One of the most overlooked aspects of human cognition is vision. When we try to dwelve into the scope of the problem from a computational perspective we realize just how powerful the human brain actually is, going from the real world to a series of neuron activations inorder to recognize and response in the blink of an eye. Now-a-days a large portion of sales in the ecommerce domain is indeed driven by fashion and lifestyle, which constitutes apparel, footwear, bags, accessories and many more. A differentiating characteristic of the fashion category is that a consumer’s buying decision is primarily influenced by the product’s visual appearance. So in today’s image-driven world its getting more and more difficult to find specific products using a text query. So here comes the concept of Visual Search.
Visual Search allows us to search using an image, against an inventory of hundreds, if not thousands of images and finding an exact match or similar images without the need for textual data such as keywords or metadata in the blink of an eye. It literally stops the keyword guessing game inorder to find image of a particular product. Visual search is altogether different from image search (which returns images for a text-based query) or reverse image search (which often relies on metadata to match results). Visual search derives its result from the supplied image itself.

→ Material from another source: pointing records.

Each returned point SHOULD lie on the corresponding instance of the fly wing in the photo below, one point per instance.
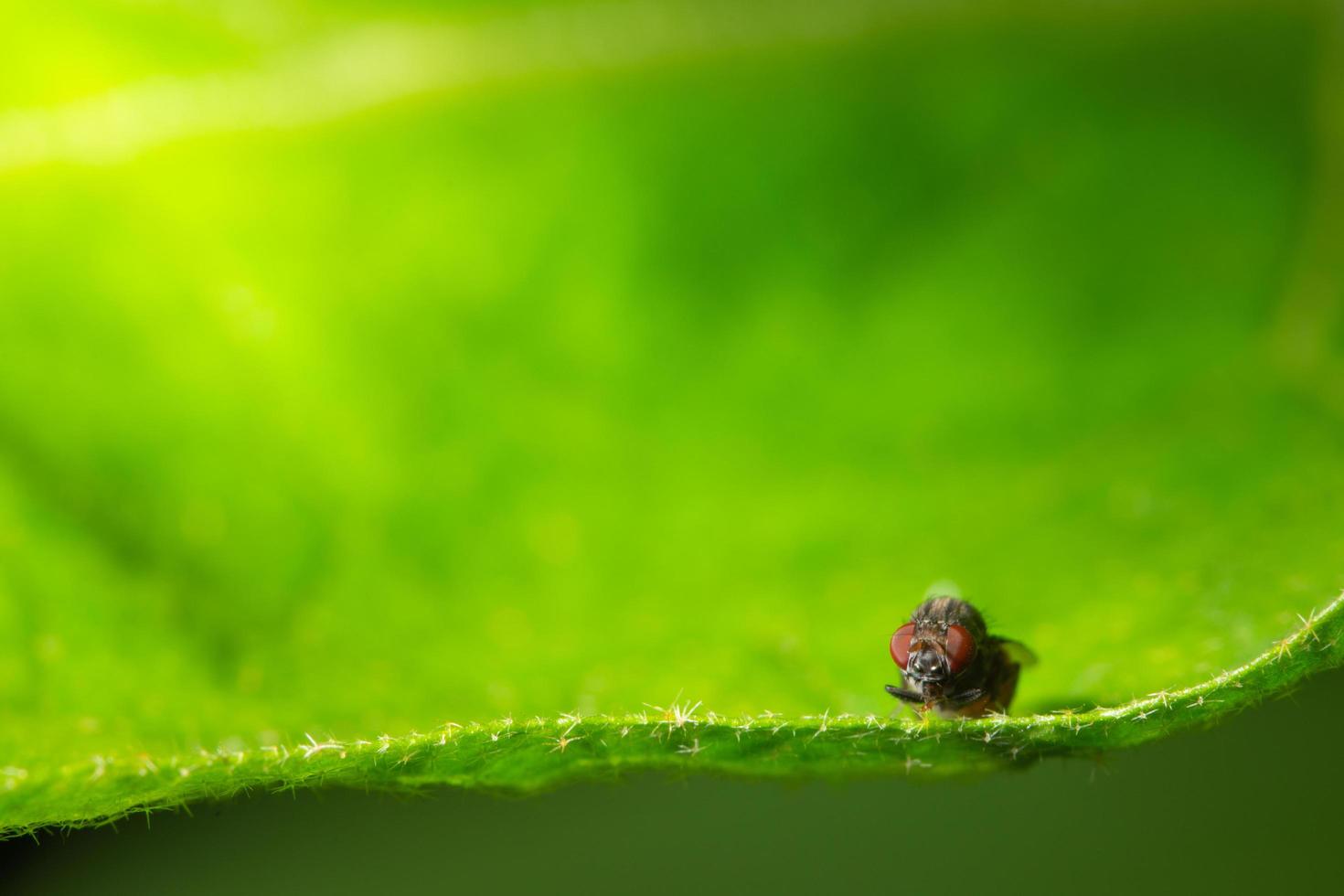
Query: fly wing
(1018, 652)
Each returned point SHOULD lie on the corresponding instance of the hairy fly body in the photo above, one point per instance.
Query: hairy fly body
(951, 664)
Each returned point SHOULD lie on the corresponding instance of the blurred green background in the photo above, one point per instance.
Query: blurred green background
(1172, 817)
(369, 366)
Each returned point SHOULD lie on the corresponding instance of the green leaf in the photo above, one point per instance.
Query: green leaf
(597, 367)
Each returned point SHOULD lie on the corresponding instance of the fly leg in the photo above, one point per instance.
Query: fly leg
(958, 700)
(906, 696)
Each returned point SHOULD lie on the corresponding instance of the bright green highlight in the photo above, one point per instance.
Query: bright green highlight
(671, 379)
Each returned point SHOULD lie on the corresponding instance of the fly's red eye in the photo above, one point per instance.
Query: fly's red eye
(901, 644)
(961, 647)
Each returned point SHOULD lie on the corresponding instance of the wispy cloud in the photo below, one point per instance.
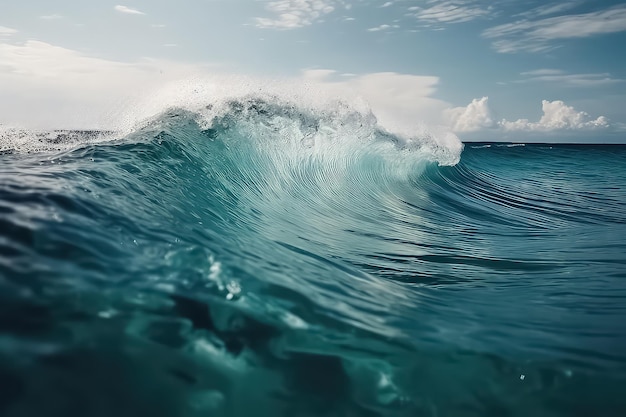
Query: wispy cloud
(550, 9)
(554, 76)
(5, 31)
(382, 27)
(127, 10)
(538, 35)
(51, 17)
(449, 11)
(292, 14)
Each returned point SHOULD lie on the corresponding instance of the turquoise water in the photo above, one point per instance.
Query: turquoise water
(286, 263)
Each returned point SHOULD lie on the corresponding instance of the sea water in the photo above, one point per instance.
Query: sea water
(270, 259)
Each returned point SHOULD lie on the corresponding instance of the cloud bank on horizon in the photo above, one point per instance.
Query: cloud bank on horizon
(47, 83)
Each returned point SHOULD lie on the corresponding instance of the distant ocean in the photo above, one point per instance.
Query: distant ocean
(272, 260)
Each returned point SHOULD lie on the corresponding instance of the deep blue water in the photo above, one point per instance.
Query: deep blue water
(282, 263)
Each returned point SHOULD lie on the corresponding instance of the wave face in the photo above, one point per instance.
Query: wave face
(276, 261)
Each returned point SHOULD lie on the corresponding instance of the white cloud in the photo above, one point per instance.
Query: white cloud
(476, 116)
(551, 8)
(127, 10)
(555, 77)
(292, 14)
(537, 35)
(51, 17)
(450, 11)
(5, 31)
(557, 116)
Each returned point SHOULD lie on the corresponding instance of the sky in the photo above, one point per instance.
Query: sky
(506, 70)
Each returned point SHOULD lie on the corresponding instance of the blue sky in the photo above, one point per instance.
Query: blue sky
(485, 70)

Now lets discuss some of the technical aspects of Visual Search. The core task here is quantitative estimation of visual similarity between a pair of images. The visual similarity of a pair of images can be quantitatively estimated through learnt models on top of traditional image processing techniques such as SIFT ( Scale-Invariant Feature Transform ) and HOG ( Histogram of Oriented Gradients ). However these models are limited by the expressive power of these features. In this case deep convolutional neural networks stand out to be a better choice. First of all a deep CNN maps a high-dimensional image on to a low dimensional latent space and then makes an attempt to find its neighbors within the latent space.
The CNN has two outputs, an embedding vector for the latent space and product-type classification probabilities for known product categories. The classifier uses the embedding vector as input which shares computations between both tasks. Training data consist of positive image pairs, negative image pairs, and class labels. Positive pairs are different images of the same product and negative pairs are randomly sampled pairs. Batches of image pairs are iterated through the network to optimize weights for two tasks. Positive pairs are pushed closer together than negative pairs and classification accuracy is improved.
Image search is handled via a k-nearest neighbor search in the latent space. Multiple images of each product are embedded with the network and stored in multiple binary tree structures for fast k-nearest neighbor search. A query image is pushed through the network to get embedding and classification scores. Highly probabilistic class predictions restrict the search space and a subset of binary trees are searched for nearest neighbors of the embedding. The final search result is a merged list of product images from the binary tree searches.
With image data being readily available, and an ever-increasing number of mobile devices being given cameras and connections to the internet, immense research is going on in the field of Visual Search, based loosely around the adage that An image is worth a thousand words.